In 2018, researchers at the University of California, San Diego demonstrated timing attacks that could bypass the mitigations introduced by Mozilla. By abusing the CSS paint API (which allows developers to draw a background image programmatically) and targeting the bytecode cache of the browser, the researchers were able to time the amount of time it took to paint specific links. Thus, they were able to provide probabilistic techniques for identifying visited websites.

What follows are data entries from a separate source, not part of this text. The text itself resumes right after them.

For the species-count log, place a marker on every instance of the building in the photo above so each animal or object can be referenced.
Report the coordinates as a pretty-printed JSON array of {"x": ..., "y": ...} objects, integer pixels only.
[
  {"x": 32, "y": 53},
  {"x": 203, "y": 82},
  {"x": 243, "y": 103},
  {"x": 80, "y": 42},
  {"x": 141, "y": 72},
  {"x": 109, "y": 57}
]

Since 2019, multiple history sniffing attacks have been found targeting various newer features browsers provide. In 2020, Sanchez-Rola et al. demonstrated that by measuring the time a server takes to respond to a request with HTTP cookies and then comparing it to how long it took for a server to respond without cookies, a website could perform history sniffing. In 2023, Ali et al. demonstrated that newly introduced browser features could be abused also to perform history sniffing. One particularly notable example highlighted was that a recently introduced feature, the Private Tokens API, introduced under Google's Privacy Sandbox initiative with an intention to prevent user tracking, could allow malicious actors to exfiltrate users browsing data by using techniques similar to those used for cross-site leak attacks.